2022's "Doctor Strange in the Multiverse of Madness" was directed by Sam Raimi, instead, and starred Strange fighting a corrupted Wanda Maximoff/Scarlet Witch (Elizabeth Olsen). Derrickson, though, was saying as far back as the original "Doctor Strange" press tour that his sequel villain pick was Nightmare, the lord of the "Dream Dimension." With "Black Phone 2" and the ghostly Grabber, he's told a story about a villain who comes for you in your nightmares ... and maybe gotten his interest in such a villain out of his system.
In Black Phone 2, the Grabber feels like Marvel's Nightmare
Nightmare was the very first Doctor Strange villain. He appeared in 1963's "Strange Tales" #110, by Stan Lee and Steve Ditko, the debut appearance of Doctor Strange. Despite that title, Doctor Strange was originally only a back-up star in "Strange Tales." The main character of the book (who got cover space and longer stories) was the Human Torch from "Fantastic Four." The first Doctor Strange and Nightmare story runs a scant five pages. A man who is haunted by terrible nightmares comes to Strange for help, so Strange astral projects into the Dream Dimension and faces Nightmare.

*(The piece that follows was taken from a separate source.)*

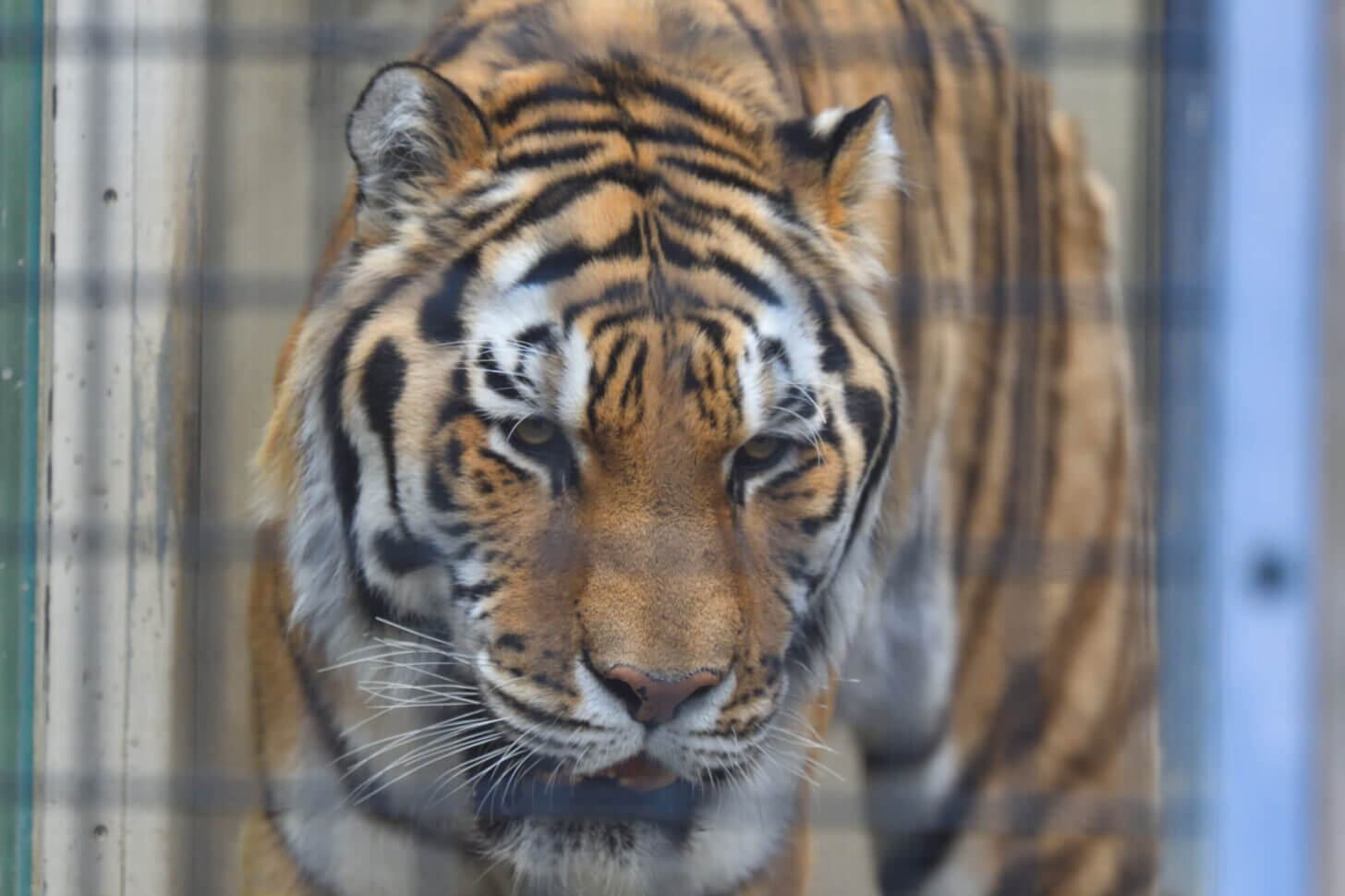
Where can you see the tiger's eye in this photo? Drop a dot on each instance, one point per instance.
(760, 448)
(534, 430)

In his debut, Nightmare is depicted as a cloaked shadow riding a dark horse. That soon evolved into his more famous design: a gaunt humanoid with deathly pale skin, pointed ears like an elf, wild black hair, fangs, and a green body-suit costume. Nightmare rather resembles a vampire, but one savors the fear and negative emotions of humans' dreams instead of blood.
Nightmare swiftly returned in later "Strange Tales" stories, with plans ranging from abducting humans' astral selves in their sleep to simple revenge on Strange. To this day, he remains one of Strange's preeminent enemies, alongside evil sorcerer Baron Karl Mordo and the Dread Dormammu. His schtick of "evil demon haunting dreams" makes him a flexible villain, one who has also fought Spider-Man, the X-Men, and more.
He still hasn't made it to the MCU, though. (Nightmare did show up as a villain in the cartoon "Ultimate Spider-Man," voiced by Mark Hamill.) For a glimpse at the kind of villain Nightmare could've been in Derrickson's unmade "Doctor Strange 2," "Black Phone 2" is as good as it gets.
"Black Phone 2" is currently playing in theaters.